# Behaviour Problems



## 1ROTTHOFF (Jun 9, 2009)

I have a nine month old male Vizsla who wants to play bite and can be aggressive at time when he is "playing". I try to discourage all types of aggression behavior and give him a stern NO! when he tries to nip at my fingers. He comes back harder if I try to correct him by putting him in a down or sit position.

When he was 12 weeks of age we attended a group obedience course that also included the "no bite" correction method. Basically you grab them by the mouth and curve their gum around their teeth as you give him a stern no. He is supposed to lick and then you quickly follow that with praise. I have learned that this method does not work or makes him even more excited. 

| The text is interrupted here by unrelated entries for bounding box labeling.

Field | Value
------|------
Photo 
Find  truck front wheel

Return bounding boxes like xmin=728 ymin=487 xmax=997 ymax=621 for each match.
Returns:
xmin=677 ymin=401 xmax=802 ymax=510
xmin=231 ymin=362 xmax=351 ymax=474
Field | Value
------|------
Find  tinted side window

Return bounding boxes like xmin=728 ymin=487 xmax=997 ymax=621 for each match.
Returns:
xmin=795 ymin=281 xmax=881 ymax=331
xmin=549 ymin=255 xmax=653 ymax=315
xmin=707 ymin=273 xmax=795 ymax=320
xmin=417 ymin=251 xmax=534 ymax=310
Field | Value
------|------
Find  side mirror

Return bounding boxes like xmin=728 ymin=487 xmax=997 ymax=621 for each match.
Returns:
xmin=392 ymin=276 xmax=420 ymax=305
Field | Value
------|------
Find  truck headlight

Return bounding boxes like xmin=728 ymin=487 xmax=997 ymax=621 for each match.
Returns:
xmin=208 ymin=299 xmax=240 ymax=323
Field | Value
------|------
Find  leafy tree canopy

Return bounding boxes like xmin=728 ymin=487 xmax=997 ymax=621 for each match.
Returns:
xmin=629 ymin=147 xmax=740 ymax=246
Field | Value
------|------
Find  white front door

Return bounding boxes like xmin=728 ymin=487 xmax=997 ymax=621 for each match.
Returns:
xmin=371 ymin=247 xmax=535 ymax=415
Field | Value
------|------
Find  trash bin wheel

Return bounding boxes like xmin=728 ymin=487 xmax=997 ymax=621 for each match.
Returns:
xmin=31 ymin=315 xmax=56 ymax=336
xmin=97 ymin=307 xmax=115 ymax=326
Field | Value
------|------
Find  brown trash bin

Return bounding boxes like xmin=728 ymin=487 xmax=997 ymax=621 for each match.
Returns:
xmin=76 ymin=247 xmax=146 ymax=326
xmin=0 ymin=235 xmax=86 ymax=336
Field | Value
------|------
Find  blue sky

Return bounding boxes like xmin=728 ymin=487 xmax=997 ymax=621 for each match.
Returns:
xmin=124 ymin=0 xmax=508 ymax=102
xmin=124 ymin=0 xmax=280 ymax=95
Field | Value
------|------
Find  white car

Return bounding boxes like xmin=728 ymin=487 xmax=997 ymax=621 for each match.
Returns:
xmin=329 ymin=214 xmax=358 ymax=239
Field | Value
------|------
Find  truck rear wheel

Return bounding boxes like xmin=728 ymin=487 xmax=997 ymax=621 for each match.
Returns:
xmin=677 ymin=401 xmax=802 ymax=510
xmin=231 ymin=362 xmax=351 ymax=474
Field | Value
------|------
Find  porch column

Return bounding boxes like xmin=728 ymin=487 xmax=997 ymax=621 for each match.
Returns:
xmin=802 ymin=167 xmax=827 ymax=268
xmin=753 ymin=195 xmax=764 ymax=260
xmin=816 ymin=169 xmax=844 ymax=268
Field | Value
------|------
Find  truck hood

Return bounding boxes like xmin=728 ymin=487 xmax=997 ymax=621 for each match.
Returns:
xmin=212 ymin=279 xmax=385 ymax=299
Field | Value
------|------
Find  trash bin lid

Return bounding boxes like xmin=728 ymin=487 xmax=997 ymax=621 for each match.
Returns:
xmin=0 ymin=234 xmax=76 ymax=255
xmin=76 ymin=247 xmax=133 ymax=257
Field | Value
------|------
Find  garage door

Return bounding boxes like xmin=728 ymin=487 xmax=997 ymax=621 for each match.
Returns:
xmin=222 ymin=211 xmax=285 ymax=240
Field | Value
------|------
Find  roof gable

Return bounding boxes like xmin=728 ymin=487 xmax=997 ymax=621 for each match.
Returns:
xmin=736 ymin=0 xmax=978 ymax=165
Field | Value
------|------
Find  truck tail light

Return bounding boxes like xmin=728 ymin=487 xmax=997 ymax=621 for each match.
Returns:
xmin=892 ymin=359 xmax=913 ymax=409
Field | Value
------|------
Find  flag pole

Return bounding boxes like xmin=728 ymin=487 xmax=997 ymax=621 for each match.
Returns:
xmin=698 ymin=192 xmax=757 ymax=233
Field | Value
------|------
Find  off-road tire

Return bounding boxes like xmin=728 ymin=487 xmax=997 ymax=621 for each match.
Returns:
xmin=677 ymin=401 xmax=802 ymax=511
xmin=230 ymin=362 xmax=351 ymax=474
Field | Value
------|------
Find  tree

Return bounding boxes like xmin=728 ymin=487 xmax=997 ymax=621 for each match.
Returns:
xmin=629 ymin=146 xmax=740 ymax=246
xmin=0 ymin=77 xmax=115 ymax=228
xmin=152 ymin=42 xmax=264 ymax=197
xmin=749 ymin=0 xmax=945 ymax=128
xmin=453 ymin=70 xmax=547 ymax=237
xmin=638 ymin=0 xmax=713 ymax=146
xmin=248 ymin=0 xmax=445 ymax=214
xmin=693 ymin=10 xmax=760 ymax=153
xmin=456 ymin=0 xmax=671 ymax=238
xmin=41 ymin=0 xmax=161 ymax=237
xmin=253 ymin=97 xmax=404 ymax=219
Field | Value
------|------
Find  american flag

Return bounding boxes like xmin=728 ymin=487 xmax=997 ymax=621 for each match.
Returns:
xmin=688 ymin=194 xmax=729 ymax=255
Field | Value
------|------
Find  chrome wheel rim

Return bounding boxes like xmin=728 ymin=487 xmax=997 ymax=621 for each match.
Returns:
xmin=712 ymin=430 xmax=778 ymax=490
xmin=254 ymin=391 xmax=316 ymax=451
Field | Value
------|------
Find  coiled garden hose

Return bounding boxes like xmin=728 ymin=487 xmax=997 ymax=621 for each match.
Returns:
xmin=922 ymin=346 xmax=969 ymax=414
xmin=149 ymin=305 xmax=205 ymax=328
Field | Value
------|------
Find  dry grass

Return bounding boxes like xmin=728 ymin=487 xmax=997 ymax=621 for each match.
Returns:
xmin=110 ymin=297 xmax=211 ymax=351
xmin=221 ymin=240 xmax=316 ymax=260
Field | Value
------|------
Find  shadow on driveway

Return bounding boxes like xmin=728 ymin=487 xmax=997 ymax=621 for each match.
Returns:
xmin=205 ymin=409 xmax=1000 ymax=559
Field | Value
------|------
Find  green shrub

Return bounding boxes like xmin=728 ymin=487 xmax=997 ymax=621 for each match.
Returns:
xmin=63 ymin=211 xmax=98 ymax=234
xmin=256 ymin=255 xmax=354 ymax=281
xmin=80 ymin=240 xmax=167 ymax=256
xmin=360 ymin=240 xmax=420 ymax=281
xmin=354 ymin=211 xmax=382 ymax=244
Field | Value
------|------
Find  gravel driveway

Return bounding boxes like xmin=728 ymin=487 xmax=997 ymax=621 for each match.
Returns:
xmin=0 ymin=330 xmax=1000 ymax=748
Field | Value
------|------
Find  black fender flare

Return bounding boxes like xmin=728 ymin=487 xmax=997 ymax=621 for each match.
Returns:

I run him and take great deal of time with walks and reinforce training such as heel, stay, wait, etc. I don't know why he gets in his head that it is OK to bite and completely ignores me when I try to correct him. HELP!


----------



## calum (Feb 13, 2008)

Phoebe growls if she is playing a game like she has a stick and you can chase her to get it. Most of the time she doesn't but when she does it isn't aggressive it's more like trying to play being vicious, so I can't help that much - maybe someone else can.


----------



## DragonTheRevolutionary (Feb 15, 2009)

PLAY BITING FTW!!!!!


----------